We present two protocols below that are used commonly in our laboratory. The first protocol describes measurement of the rate constant of ribozyme folding to the native state when the folding process is begun from unfolded ribozyme by adding Mg2+, and the second protocol describes measurement of native folding starting from a population of predominantly misfolded ribozyme and including DEAD-box protein CYT-19 in the folding reaction.
2 Materials
To avoid RNA degradation, all solutions should be prepared using RNase-free water and conventional filter sterilization methods. Store all stock solutions at −20 °C (except the proteins, which should be stored at −80 °C or the temperature recommended by the manufacturer) and store all solutions on ice during the experiment. Folding and catalysis reactions are performed in siliconized or “slick” 500 μL microcentrifuge tubes (VWR), and solutions containing RNA are typically prepared in these tubes also. Ribozymes are transcribed using recombinant T7 RNA polymerase and run-off transcription, as defined by a restriction site, and purified using a QIAGEN RNeasy Mini or Midi kit as described [35].

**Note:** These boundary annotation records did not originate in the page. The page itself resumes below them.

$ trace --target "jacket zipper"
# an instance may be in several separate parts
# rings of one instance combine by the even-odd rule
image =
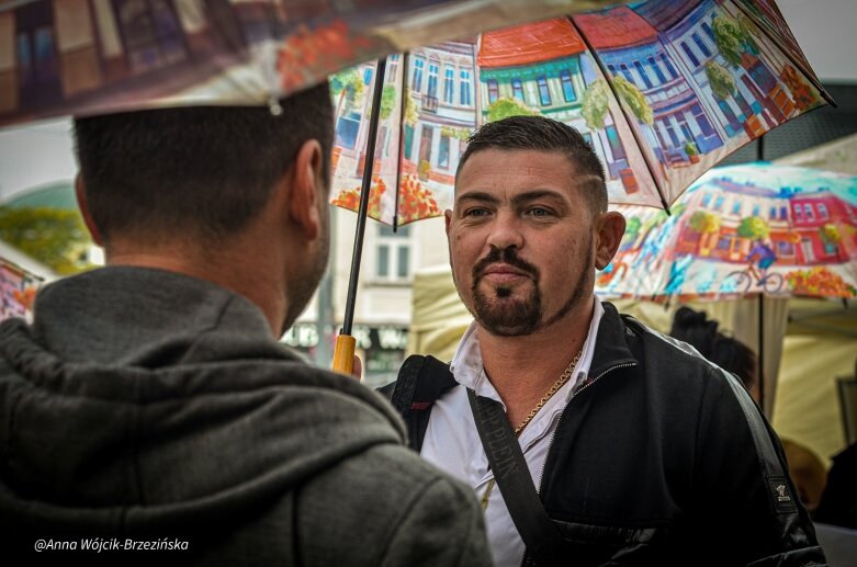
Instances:
[[[598,382],[601,378],[601,376],[604,376],[605,374],[608,374],[618,368],[628,368],[631,366],[636,366],[636,362],[627,362],[624,364],[617,364],[616,366],[610,366],[609,368],[600,373],[598,376],[593,378],[589,383],[580,387],[580,389],[572,394],[572,397],[568,398],[568,402],[565,405],[565,409],[563,410],[563,412],[560,415],[560,420],[556,422],[556,427],[553,429],[553,433],[551,433],[551,440],[548,442],[548,453],[545,453],[544,455],[544,462],[542,463],[542,468],[541,472],[539,473],[539,495],[542,494],[542,483],[544,481],[544,469],[548,467],[548,461],[550,461],[551,458],[551,451],[553,450],[553,440],[556,438],[556,432],[560,431],[560,426],[562,426],[563,418],[565,417],[565,413],[568,409],[568,406],[572,404],[572,400],[577,396],[579,396],[582,392],[588,389],[593,384]],[[520,567],[525,567],[525,565],[527,564],[527,559],[528,559],[528,553],[527,549],[525,548],[523,557],[521,557]]]

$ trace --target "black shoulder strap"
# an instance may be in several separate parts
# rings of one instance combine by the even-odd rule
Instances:
[[[515,528],[540,566],[559,565],[563,537],[548,515],[503,406],[467,388],[476,430]],[[565,558],[566,563],[568,557]]]
[[[431,406],[456,384],[449,364],[435,356],[411,354],[402,364],[390,401],[405,420],[408,445],[415,451],[422,449]],[[384,390],[390,392],[387,387]]]

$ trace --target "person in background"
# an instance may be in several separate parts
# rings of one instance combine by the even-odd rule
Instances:
[[[75,120],[106,267],[0,325],[5,565],[490,564],[469,487],[278,341],[327,264],[334,137],[326,84],[281,106]]]
[[[596,299],[625,223],[579,132],[483,125],[446,220],[474,321],[451,364],[408,359],[387,392],[411,446],[482,499],[498,566],[824,563],[746,392]]]
[[[718,330],[719,324],[708,319],[703,311],[679,307],[673,317],[670,337],[687,342],[704,358],[741,379],[744,388],[758,402],[758,359],[753,349]],[[814,514],[827,481],[824,463],[809,447],[782,439],[782,449],[789,464],[798,497],[810,514]]]

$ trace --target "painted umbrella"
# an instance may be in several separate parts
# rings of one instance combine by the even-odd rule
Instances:
[[[625,235],[596,293],[679,302],[757,296],[759,401],[768,411],[765,393],[777,368],[765,372],[764,296],[857,298],[856,177],[773,163],[715,168],[678,199],[672,216],[617,209]]]
[[[723,157],[825,100],[770,1],[649,0],[391,55],[377,121],[374,75],[364,64],[331,80],[334,203],[357,209],[371,169],[369,216],[393,226],[450,208],[467,136],[508,115],[571,124],[606,165],[612,203],[668,208]]]

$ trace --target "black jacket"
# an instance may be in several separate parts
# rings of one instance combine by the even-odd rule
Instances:
[[[562,556],[575,566],[824,565],[779,440],[737,379],[604,308],[539,490]],[[419,450],[431,405],[461,386],[431,359],[404,381],[415,364],[390,394]]]

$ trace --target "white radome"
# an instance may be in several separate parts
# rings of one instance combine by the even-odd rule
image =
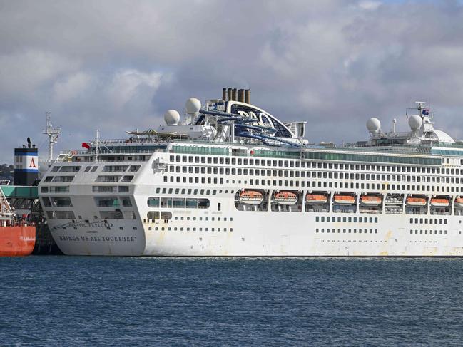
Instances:
[[[419,129],[423,124],[423,120],[418,115],[412,115],[408,118],[408,125],[411,129]]]
[[[198,113],[201,109],[201,102],[196,98],[190,98],[185,103],[185,108],[189,115]]]
[[[180,113],[175,110],[168,110],[164,113],[164,120],[168,125],[177,125],[180,121]]]
[[[378,118],[372,118],[367,120],[367,129],[370,133],[378,131],[381,127],[381,122]]]

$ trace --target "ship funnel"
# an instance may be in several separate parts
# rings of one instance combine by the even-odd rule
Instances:
[[[244,89],[238,89],[238,100],[240,103],[244,103],[245,102],[245,90]]]
[[[246,89],[245,90],[245,103],[251,103],[251,90]]]

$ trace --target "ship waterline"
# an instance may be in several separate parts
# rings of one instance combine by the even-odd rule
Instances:
[[[50,167],[41,202],[65,254],[463,256],[463,145],[422,103],[409,133],[372,118],[339,147],[242,101],[186,108]]]

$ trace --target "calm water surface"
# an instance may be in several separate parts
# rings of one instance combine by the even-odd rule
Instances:
[[[462,346],[463,259],[0,259],[0,345]]]

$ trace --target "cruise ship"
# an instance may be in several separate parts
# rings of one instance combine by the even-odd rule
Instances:
[[[66,254],[463,256],[463,143],[424,103],[405,113],[409,131],[372,118],[366,140],[315,145],[224,88],[61,153],[40,200]]]

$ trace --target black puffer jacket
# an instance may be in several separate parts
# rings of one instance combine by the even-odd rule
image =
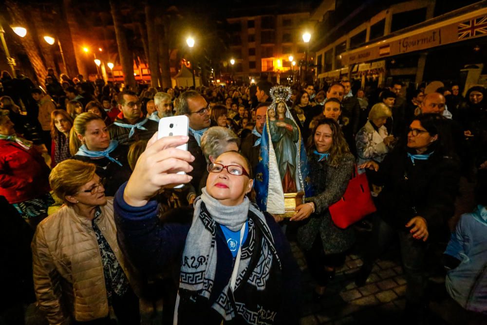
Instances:
[[[141,117],[137,121],[136,123],[138,123],[145,118],[145,117]],[[115,119],[115,122],[126,124],[131,124],[125,118],[121,118],[119,115]],[[142,126],[147,129],[147,131],[135,129],[133,135],[130,138],[129,134],[130,133],[131,129],[129,128],[124,128],[113,124],[108,127],[108,131],[110,133],[111,139],[116,140],[120,144],[130,146],[139,140],[149,140],[157,132],[159,125],[157,122],[152,120],[148,120],[147,122]]]
[[[380,164],[374,181],[384,187],[378,198],[379,211],[384,221],[399,229],[405,230],[405,225],[416,216],[424,218],[429,229],[444,228],[455,210],[459,161],[436,152],[413,164],[408,150],[396,148]]]

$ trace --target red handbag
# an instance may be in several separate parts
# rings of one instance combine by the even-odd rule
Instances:
[[[377,210],[370,194],[367,175],[365,172],[358,173],[356,165],[355,172],[343,196],[328,208],[334,223],[342,229]]]

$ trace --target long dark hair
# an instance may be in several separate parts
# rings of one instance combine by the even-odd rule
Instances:
[[[413,120],[418,121],[431,136],[438,135],[438,139],[431,143],[429,148],[438,154],[435,155],[456,156],[456,153],[453,150],[450,121],[435,113],[420,114]]]
[[[313,154],[313,152],[316,149],[316,146],[315,145],[315,134],[318,127],[323,124],[327,124],[332,130],[333,144],[330,149],[330,157],[328,158],[328,161],[330,166],[336,167],[338,166],[341,157],[345,154],[350,153],[350,149],[348,147],[348,144],[345,139],[345,136],[340,126],[333,118],[323,117],[317,120],[316,124],[313,128],[311,134],[308,138],[306,147],[306,152],[309,156]]]

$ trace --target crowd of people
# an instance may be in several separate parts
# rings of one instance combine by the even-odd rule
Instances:
[[[451,298],[487,314],[483,87],[463,97],[455,83],[404,91],[398,81],[363,89],[344,78],[291,85],[289,100],[271,105],[265,80],[130,89],[50,69],[41,87],[17,74],[0,79],[0,203],[10,229],[0,236],[9,266],[1,278],[13,297],[2,324],[19,324],[33,292],[51,324],[139,324],[139,300],[161,298],[167,324],[297,324],[307,293],[289,240],[319,300],[357,231],[369,234],[359,287],[398,240],[410,324],[427,319],[426,257],[442,244],[436,263]],[[176,115],[188,117],[188,136],[158,139],[159,121]],[[254,172],[261,141],[285,150],[299,138],[314,194],[284,218],[256,204]],[[295,171],[291,147],[277,157],[283,184]],[[329,208],[356,167],[377,212],[344,229]],[[449,240],[461,176],[476,184],[478,206]]]

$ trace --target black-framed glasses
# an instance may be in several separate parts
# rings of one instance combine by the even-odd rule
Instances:
[[[208,108],[207,107],[204,107],[203,108],[201,109],[199,111],[198,111],[197,112],[190,112],[190,113],[189,113],[188,114],[190,114],[190,114],[199,114],[200,115],[203,116],[203,115],[205,115],[207,112],[208,112]]]
[[[92,187],[91,189],[90,189],[89,190],[80,191],[75,193],[75,194],[78,194],[79,193],[91,193],[92,194],[94,195],[98,192],[98,189],[100,188],[100,187],[103,186],[103,180],[100,179],[99,183],[98,183],[97,184]]]
[[[428,133],[426,130],[421,130],[421,129],[412,129],[409,128],[409,132],[411,133],[413,136],[417,136],[418,134],[421,134],[422,133],[424,133],[425,132]]]
[[[231,175],[235,175],[235,176],[242,176],[243,175],[248,177],[250,177],[247,171],[245,170],[245,168],[240,165],[225,166],[218,163],[212,163],[208,165],[208,171],[210,172],[220,172],[224,169],[226,169],[228,173]]]

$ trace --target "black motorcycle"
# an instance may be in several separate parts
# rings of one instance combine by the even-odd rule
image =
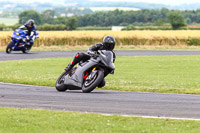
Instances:
[[[84,93],[105,85],[104,78],[114,74],[113,52],[98,50],[85,62],[80,62],[69,72],[63,72],[56,81],[57,91],[82,90]]]

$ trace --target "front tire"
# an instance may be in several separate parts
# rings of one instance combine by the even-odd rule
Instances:
[[[85,81],[83,83],[82,91],[84,93],[90,93],[93,91],[103,80],[104,73],[101,70],[97,70],[96,74],[93,76],[93,78],[90,81]]]
[[[12,46],[14,45],[14,42],[10,42],[6,48],[6,53],[10,54],[12,52]]]
[[[63,72],[60,77],[56,81],[56,90],[60,92],[64,92],[67,90],[64,81],[65,81],[65,76],[68,74],[68,72]]]

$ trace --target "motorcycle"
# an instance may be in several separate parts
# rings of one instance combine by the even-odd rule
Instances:
[[[84,93],[105,85],[105,77],[114,74],[113,52],[98,50],[85,62],[80,62],[71,71],[63,72],[56,81],[57,91],[82,90]]]
[[[36,32],[36,38],[38,38],[38,35],[39,33]],[[6,53],[10,54],[12,51],[22,51],[23,53],[28,53],[32,45],[30,45],[27,36],[27,31],[16,29],[11,36],[12,40],[6,48]]]

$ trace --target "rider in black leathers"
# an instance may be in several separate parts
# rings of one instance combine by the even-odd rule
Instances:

2.1 Labeling 5′ Termini of Substrate Oligonucleotide
T4 polynucleotide kinase (PNK; 10 U/μL). Stored at −20 °C.
5× T4 PNK buffer: 350 mM Tris–HCl, 25 mM MgCl2, 12.5 mM dithiothreitol (DTT), pH 7.6. Stored at −20 °C.

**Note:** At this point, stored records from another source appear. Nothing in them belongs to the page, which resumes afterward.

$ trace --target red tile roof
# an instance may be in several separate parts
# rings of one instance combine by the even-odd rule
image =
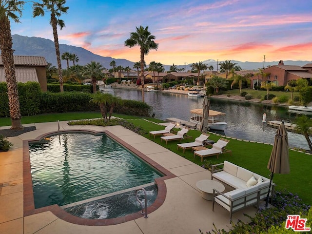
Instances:
[[[39,82],[36,69],[32,67],[15,67],[17,82]],[[4,68],[0,67],[0,82],[6,82]]]
[[[20,66],[44,66],[47,65],[45,58],[39,56],[14,56],[14,64]],[[0,65],[3,65],[2,58],[0,56]]]

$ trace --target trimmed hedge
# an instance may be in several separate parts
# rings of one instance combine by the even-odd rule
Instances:
[[[93,96],[90,93],[81,92],[43,92],[39,84],[35,82],[18,83],[18,89],[22,116],[51,113],[99,111],[98,105],[90,102]],[[7,92],[6,83],[0,82],[0,117],[10,117]],[[137,116],[149,116],[152,107],[144,102],[124,100],[124,104],[116,106],[114,112]]]

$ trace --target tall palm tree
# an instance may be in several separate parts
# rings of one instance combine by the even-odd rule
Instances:
[[[231,60],[226,60],[224,62],[219,63],[220,65],[220,69],[224,70],[225,71],[225,75],[226,77],[226,79],[228,79],[228,75],[229,75],[229,71],[231,71],[233,68],[234,68],[234,66],[236,64],[234,62],[231,62]]]
[[[60,58],[62,60],[66,60],[66,63],[67,63],[67,69],[69,68],[69,61],[70,60],[71,56],[72,56],[72,54],[69,52],[64,52],[62,54],[62,55],[60,57]]]
[[[199,75],[200,75],[200,71],[202,70],[205,70],[207,69],[207,64],[203,63],[203,62],[199,61],[196,63],[193,63],[191,65],[191,67],[196,70],[197,72],[197,85],[199,85]]]
[[[134,69],[136,69],[137,70],[137,78],[138,79],[140,77],[139,75],[139,69],[141,68],[141,62],[135,62],[135,64],[133,64],[133,67]]]
[[[115,77],[115,72],[116,69],[115,68],[116,67],[116,61],[115,60],[112,60],[112,61],[111,61],[111,62],[109,63],[109,65],[111,67],[113,67],[113,72],[114,73],[114,77]]]
[[[142,84],[142,101],[144,102],[144,55],[147,55],[150,50],[157,50],[158,44],[154,40],[156,37],[148,31],[148,26],[144,28],[142,26],[136,27],[136,32],[130,33],[130,38],[124,42],[126,46],[130,48],[136,45],[140,47],[141,72],[140,78]]]
[[[75,62],[78,62],[79,61],[79,58],[75,54],[71,54],[70,60],[73,61],[73,65],[75,66]]]
[[[11,36],[11,18],[16,22],[20,22],[17,13],[21,16],[24,1],[5,0],[0,1],[0,50],[4,67],[7,94],[9,98],[9,107],[11,117],[11,129],[23,129],[20,122],[21,115],[20,110],[20,99],[15,75],[15,67],[12,47],[13,42]]]
[[[148,70],[153,72],[154,78],[154,86],[155,85],[155,72],[157,70],[157,63],[155,61],[150,62]]]
[[[83,75],[89,77],[92,81],[93,85],[93,93],[97,93],[97,80],[100,79],[104,77],[102,71],[104,67],[98,62],[91,61],[84,66]]]
[[[297,117],[295,119],[295,123],[296,124],[296,130],[302,134],[308,142],[309,148],[312,151],[312,142],[309,136],[312,134],[312,119],[306,115],[302,115]]]
[[[60,92],[64,92],[63,87],[63,77],[62,76],[62,65],[61,64],[60,55],[59,53],[59,44],[58,36],[58,25],[61,30],[65,27],[64,21],[59,19],[62,14],[66,14],[69,7],[64,6],[66,1],[65,0],[41,0],[42,3],[34,2],[33,16],[44,16],[46,11],[51,12],[50,24],[52,26],[53,30],[53,37],[54,38],[54,45],[55,52],[57,56],[57,61],[58,72],[58,79]]]
[[[131,71],[131,68],[129,66],[125,67],[125,71],[127,72],[127,80],[129,80],[129,73]]]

[γ-32P]-adenosine triphosphate ([γ-32P]-ATP): 150 mCi/mL.
Oligonucleotide substrate: 5′ CCCUCUAAAAA 3′. Stored at −20 °C.
Tris–EDTA (TE) buffer: 1 mM EDTA and 10 mM Tris–HCl, pH 8.0.
Non-denaturing polyacrylamide gel: 20 % acrylamide/bisacryl-amide (29:1), 1× TBE buffer. Stored at 4 °C.
X-ray film.
Film processor (e.g., KODAK X-omat 2000A).
Microcentrifuge.
Scintillation counter.
2.2 Catalytic Activity Solutions
Working stock solutions: 0.5 M Na-MOPS, pH 7.0, 10 μM Tetrahymena ribozyme, 50 mM Mg(CH3COO)2 (magnesium acetate), 0.5 M MgCl2, 5 mM guanosine, 5 μM CYT-19, 20 mM ATP-Mg2+.
Folding solution 1: 40 μL solution of 0.6 μM ribozyme, 10 mM Mg(CH3COO)2, 50 mM Na-MOPS, pH 7.0. Do not add 8 μL of 50 mM Mg(CH3COO)2 until ready to initiate the folding (see Note 1).
Catalysis solution 1: 80 μL solution of 78.3 mM MgCl2, 833 μM guanosine, 50 mM Na-MOPS, pH 7.0 (see Notes 2 and 3).
Pre-folding solution: 20 μL solution of 0.6 μM ribozyme, 10 mM Mg(CH3COO)2, 50 mM Na-MOPS, pH 7.0. Do not add 4 μL of 50 mM Mg(CH3COO)2 until ready to initiate pre-folding (see Note 1).
20 mM ATP-Mg2+. Mix ATP with the same concentration of Mg(CH3COO)2 to achieve 20 mM ATP-Mg2+ (see Note 4).
Folding solution 2: 34 μL solution of 10 mM Mg(CH3COO)2, 0.25 μM CYT-19, 2 mM ATP-Mg2+, 50 mM Na-MOPS, pH 7.0. Wait to add 2 μL of 5 μM CYT-19 until ready to initiate the reaction (15 s–1 min) (see Note 5).
Catalysis solution 2: 80 μL solution of 78.3 mM MgCl2, 833 μM guanosine, 1 mg/mL proteinase K, 50 mM Na-MOPS, pH 7.0 (see Note 6).
Stop solution: 100 mM EDTA, pH 8.0, 0.04 % bromophenol blue (BPB), 0.04 % xylene cyanol, 72 % (v/v) formamide, pH 8.0.
2.3 Denaturing Polyacrylamide Gel Electrophoresis (PAGE)
Running gel buffer (10× TBE): 890 mM Tris-base, 890 mM boric acid, 20 mM EDTA, pH 8.3.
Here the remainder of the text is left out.